During the reporting period, the company strictly in accordance with "Company Law", "Securities Law", "Corporate Governance Guidelines" and "Shenzhen Stock Exchange Listing Rules" and other related laws and regulations, continuously improve the corporate governance structure, improve the internal control system, and further realize standardized operation.

According to the China Securities Regulatory Commission, Shenzhen Stock Exchange, the Shenzhen Securities Regulatory Bureau of the requirements of the reporting period, the company promptly revised the "foreign investment management system", "internal audit system" and formulated the "Board of Directors Audit Committee's annual financial report audit Work order", "special system of hiring an accounting firm", "subsidiary management system", "insider information insider registration system". March 2010 documents the Company under the SFC requirements (2009) 34 formulation and revision of the "Annual Report Disclosure of major errors accountability system" to define the annual preparation and disclosure of significant errors in the responsibility, clear accountability for those responsible and penalties.
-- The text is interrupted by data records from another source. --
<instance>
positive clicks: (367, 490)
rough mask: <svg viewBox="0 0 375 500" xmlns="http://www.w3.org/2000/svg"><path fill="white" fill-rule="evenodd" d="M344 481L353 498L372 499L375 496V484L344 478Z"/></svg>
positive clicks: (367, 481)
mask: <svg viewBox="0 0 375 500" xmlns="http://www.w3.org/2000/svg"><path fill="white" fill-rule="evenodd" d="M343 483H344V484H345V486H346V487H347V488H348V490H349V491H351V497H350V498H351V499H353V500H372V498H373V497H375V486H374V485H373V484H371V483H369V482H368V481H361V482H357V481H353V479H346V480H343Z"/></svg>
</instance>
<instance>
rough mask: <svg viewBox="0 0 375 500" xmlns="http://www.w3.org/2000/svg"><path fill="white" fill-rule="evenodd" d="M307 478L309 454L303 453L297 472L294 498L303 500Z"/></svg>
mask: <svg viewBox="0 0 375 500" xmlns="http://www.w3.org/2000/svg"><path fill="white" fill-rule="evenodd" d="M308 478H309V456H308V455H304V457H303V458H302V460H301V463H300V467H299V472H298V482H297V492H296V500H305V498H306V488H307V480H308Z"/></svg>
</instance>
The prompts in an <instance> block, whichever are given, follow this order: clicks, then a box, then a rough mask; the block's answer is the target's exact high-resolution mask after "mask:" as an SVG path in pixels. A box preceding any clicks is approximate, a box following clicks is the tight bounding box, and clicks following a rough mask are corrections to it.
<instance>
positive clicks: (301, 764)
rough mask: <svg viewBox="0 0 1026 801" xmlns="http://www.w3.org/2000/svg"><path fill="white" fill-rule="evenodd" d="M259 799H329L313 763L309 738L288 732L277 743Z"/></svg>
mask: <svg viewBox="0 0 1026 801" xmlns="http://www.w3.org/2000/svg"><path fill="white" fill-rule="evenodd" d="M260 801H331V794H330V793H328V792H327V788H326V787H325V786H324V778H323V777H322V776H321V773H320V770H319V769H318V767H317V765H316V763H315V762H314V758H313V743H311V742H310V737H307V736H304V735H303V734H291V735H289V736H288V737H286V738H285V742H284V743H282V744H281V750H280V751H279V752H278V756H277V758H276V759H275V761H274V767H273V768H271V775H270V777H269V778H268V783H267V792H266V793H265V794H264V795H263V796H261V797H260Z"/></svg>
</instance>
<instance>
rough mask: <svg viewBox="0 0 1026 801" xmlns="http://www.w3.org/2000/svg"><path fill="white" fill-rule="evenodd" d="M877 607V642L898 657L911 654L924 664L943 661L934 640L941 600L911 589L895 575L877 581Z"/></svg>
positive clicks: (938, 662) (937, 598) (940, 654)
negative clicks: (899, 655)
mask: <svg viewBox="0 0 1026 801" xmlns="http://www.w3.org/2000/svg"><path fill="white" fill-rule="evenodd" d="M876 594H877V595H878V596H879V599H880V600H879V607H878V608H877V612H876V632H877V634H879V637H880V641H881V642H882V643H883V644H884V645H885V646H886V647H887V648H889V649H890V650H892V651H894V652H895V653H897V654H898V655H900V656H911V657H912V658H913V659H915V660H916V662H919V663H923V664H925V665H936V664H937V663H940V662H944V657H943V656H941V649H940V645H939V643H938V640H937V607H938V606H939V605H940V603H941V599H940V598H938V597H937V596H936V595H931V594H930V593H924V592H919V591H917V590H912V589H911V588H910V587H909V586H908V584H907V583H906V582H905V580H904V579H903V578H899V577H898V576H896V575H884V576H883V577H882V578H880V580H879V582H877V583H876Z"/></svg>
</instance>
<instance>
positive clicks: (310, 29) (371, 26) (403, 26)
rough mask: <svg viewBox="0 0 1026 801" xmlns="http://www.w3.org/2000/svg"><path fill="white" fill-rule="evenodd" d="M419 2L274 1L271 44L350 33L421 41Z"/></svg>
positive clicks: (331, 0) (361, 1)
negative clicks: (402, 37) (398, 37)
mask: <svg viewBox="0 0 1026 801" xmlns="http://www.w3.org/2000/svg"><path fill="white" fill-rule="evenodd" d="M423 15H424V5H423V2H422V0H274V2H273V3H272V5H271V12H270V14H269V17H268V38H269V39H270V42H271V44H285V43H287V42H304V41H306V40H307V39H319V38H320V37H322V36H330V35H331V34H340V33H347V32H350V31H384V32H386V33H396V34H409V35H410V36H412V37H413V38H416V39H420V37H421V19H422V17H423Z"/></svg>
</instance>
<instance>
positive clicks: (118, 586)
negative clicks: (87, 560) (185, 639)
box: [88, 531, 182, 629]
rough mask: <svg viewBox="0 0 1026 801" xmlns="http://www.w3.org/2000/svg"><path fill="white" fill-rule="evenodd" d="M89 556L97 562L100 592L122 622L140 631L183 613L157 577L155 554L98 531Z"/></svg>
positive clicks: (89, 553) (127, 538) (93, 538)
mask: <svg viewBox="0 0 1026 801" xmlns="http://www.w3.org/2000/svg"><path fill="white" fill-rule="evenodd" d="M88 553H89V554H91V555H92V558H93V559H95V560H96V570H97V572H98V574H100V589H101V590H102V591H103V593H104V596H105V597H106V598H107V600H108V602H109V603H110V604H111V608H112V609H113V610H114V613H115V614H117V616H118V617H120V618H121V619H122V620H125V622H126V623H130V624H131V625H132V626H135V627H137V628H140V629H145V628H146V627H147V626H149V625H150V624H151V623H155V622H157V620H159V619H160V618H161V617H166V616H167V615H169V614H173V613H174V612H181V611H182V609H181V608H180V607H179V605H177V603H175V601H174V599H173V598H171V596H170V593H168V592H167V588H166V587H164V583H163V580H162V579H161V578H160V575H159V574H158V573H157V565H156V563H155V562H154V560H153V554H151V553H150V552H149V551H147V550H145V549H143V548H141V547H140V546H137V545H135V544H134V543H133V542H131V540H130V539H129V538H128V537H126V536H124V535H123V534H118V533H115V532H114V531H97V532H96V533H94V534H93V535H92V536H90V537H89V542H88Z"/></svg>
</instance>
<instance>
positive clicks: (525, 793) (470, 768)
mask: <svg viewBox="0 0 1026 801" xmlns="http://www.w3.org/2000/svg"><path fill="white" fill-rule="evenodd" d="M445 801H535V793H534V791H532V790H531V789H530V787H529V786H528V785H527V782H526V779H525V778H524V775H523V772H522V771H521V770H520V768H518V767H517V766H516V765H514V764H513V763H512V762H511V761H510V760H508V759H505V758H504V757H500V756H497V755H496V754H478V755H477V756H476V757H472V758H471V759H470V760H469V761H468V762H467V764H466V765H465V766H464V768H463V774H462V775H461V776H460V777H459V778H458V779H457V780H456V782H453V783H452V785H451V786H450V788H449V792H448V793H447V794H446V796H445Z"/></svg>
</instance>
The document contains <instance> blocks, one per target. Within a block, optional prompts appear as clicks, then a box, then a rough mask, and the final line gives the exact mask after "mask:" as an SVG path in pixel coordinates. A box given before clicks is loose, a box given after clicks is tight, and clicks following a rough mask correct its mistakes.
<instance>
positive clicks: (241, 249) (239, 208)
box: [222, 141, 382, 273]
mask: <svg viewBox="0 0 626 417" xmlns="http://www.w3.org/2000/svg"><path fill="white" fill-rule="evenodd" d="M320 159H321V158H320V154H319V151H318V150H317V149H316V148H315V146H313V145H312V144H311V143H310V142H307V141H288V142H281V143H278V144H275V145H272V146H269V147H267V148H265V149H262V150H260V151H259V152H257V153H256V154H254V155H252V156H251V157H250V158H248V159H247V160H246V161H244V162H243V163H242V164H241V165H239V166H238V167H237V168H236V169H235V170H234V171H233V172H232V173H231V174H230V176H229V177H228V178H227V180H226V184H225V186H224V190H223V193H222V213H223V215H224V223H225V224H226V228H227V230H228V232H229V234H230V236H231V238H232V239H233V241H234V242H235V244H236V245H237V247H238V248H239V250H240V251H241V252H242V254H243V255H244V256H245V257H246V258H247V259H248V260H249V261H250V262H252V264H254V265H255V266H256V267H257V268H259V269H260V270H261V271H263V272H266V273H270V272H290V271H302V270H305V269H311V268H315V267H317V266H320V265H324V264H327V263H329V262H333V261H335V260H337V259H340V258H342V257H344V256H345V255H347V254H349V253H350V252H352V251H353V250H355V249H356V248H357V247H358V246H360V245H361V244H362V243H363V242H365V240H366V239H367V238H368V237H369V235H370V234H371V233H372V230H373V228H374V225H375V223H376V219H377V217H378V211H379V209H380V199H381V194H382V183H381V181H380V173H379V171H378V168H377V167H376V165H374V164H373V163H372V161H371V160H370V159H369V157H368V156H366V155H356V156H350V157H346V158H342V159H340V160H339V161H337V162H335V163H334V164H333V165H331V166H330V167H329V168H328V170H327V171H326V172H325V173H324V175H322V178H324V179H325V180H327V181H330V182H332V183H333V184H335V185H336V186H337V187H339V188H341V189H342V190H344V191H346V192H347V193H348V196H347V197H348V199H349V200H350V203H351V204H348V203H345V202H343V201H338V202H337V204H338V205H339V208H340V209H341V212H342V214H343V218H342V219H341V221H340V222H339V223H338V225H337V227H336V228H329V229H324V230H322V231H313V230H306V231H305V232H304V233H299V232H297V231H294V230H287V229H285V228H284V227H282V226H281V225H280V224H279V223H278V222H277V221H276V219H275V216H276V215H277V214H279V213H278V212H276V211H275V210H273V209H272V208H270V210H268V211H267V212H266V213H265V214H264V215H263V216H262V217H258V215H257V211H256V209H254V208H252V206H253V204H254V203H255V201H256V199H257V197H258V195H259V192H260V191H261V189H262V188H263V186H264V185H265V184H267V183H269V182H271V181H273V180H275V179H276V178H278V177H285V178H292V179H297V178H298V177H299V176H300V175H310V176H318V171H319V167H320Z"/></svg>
During the reporting period there were no major accounting errors, significant omissions and performance information to add notice to amend, etc.. 2009, the company does not exist to the major shareholders, the actual control of undisclosed information provided by non-national code of corporate governance.

At present, the overall operation of the standard, independent, information disclosure norms, corporate governance of China Securities Regulatory Commission listed the requirements of normative documents.